Et nous? , hurlaient de la même façon les autres provinces quand il fut question d'octroyer au Québec un statut distinct. (C'était à l'époque de Meech, si ce mot vous dit encore quelque chose). Toutes les provinces devaient être traitées également, tel était le cri de ralliement qui a mené au sabordage de Meech.

Les suites du référendum écossais ramènent ces mauvais souvenirs à la surface, car on voit déjà à l'oeuvre le syndrome pernicieux du «Me Too». Le pays de Galles et l'Irlande du Nord réclament une dévolution analogue à celle qui serait consentie à l'Écosse, et nombre de contribuables anglais se demandent pourquoi ils devraient encore payer pour apaiser des Écossais jamais contents (un refrain souvent entendu ici!).

Cela annonce des lendemains difficiles pour le Royaume-Uni, d'autant plus que la réforme promise par les chefs des trois partis centraux constitue une importation totalement étrangère à la culture politique du pays.

Au moins, dans le cas canadien, on avait affaire à une fédération historiquement basée sur un partage des pouvoirs entre le fédéral et les provinces, alors que la Grande-Bretagne est un État unitaire. L'écart entre les populations des provinces canadiennes n'est pas irréductible (et le serait encore moins si les trois petites provinces de l'Atlantique, de même que la Saskatchewan et le Manitoba, avaient la bonne idée de fusionner), alors que la disproportion entre le pays de Galles (3 millions d'habitants), l'Irlande du Nord (2 millions), l'Écosse (5 millions) et l'Angleterre (53 millions d'habitants, soit 84% de la population) est phénoménale. On a même entendu, ces derniers jours, des représentants de la Cornouaille (un demi-million d'habitants!) réclamer à leur tour un statut particulier!
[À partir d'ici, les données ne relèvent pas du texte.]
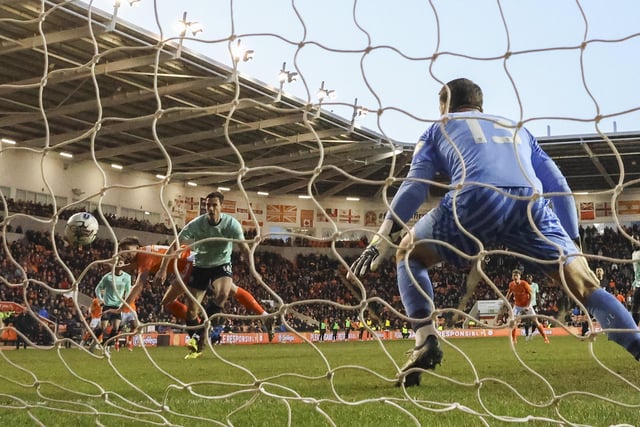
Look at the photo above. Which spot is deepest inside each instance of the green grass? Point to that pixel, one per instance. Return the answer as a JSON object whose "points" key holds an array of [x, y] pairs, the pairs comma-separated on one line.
{"points": [[346, 384]]}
L'aspect le plus épineux de la nouvelle donne qui va dominer le discours politique en Grande-Bretagne est le statut de l'Angleterre.

Pourquoi les députés écossais ou gallois au parlement de Londres auraient-ils le droit de légiférer sur des sujets ne concernant que l'Angleterre, alors que les Anglais hyper-majoritaires seraient exclus des décisions prises au parlement d'Édimbourg ou de Belfast... tout en étant ceux qui financeront la plus grande partie des nouveaux cadeaux consentis aux petites régions? Déjà la fronde se manifeste parmi les députés conservateurs.
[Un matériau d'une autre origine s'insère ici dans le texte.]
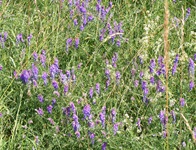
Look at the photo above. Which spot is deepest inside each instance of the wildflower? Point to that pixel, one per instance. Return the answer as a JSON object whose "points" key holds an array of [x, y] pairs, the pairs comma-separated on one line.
{"points": [[91, 93], [77, 42], [191, 85], [102, 118], [75, 22], [35, 71], [66, 89], [104, 146], [51, 121], [173, 116], [40, 98], [44, 77], [139, 123], [29, 38], [73, 107], [191, 67], [68, 43], [113, 113], [97, 87], [92, 137], [25, 76], [53, 102], [77, 133], [182, 102], [35, 56], [150, 120], [118, 76], [152, 65], [55, 84], [188, 13], [87, 111], [40, 111], [49, 109], [115, 128]]}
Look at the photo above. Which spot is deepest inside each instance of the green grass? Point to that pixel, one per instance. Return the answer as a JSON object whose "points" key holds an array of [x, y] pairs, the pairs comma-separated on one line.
{"points": [[142, 22]]}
Faudrait-il créer, parallèlement au Parlement central de Westminster, un Parlement londonien réservé aux députés anglais? Mais ce qui rendrait justice à la majorité anglaise aurait l'inconvénient de multiplier les structures législatives, de faire du Royaume-Uni un pays surgouverné, et aussi d'enfermer les députés des régions minoritaires dans leurs petits îlots respectifs, à l'écart de la majorité britannique. À quoi sert-il de faire partie d'un grand ensemble si l'on ne participe pas à l'entièreté de sa vie politique?
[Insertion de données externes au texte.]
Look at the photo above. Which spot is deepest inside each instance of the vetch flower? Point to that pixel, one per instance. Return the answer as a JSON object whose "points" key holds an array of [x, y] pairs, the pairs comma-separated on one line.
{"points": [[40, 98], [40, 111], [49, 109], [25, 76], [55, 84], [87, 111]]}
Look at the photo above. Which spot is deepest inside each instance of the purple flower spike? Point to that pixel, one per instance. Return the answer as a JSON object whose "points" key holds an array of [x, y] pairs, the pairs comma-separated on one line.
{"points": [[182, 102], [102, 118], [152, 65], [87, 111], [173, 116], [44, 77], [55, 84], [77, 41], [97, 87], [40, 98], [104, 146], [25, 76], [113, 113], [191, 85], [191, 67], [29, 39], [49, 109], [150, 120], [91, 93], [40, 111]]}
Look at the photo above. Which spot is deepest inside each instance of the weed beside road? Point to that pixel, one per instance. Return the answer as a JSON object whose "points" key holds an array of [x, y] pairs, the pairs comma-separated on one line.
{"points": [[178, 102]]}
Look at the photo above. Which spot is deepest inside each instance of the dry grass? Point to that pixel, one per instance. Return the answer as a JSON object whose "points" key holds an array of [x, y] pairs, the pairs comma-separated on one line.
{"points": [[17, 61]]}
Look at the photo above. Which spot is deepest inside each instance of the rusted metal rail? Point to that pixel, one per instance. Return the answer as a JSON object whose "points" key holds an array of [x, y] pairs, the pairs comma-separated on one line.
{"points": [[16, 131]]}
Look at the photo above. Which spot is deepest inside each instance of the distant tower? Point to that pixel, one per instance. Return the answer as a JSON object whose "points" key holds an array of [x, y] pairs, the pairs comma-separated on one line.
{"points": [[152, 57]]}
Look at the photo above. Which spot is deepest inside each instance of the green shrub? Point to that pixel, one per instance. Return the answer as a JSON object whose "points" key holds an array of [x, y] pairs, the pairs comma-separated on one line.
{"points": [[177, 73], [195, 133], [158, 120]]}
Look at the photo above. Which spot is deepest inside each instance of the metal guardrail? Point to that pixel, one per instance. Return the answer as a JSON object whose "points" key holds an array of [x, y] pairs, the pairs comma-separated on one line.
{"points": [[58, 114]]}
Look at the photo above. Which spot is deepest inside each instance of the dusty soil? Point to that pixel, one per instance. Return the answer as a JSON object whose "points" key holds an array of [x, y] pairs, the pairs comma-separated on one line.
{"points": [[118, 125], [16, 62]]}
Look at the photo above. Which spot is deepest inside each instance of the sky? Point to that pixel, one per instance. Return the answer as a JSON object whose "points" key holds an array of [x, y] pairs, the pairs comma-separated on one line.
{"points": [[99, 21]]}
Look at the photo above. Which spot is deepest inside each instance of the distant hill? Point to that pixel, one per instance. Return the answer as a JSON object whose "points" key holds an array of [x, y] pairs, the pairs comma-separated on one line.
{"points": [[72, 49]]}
Pour compliquer les choses, le Royaume-Uni a un gouvernement de coalition. Et les travaillistes, qui sont forts en Écosse, n'ont aucun intérêt à ce que les Écossais soient exclus du parlement central. Et le parti qui monte, le UKIP d'extrême-droite anti-européen, est opposé à la dévolution de pouvoirs à l'Écosse. Et des élections nationales auront lieu l'an prochain. Et M. Cameron, sous la pression de l'UKIP, a promis un référendum sur l'appartenance à l'Europe...

Bon courage, dear friends.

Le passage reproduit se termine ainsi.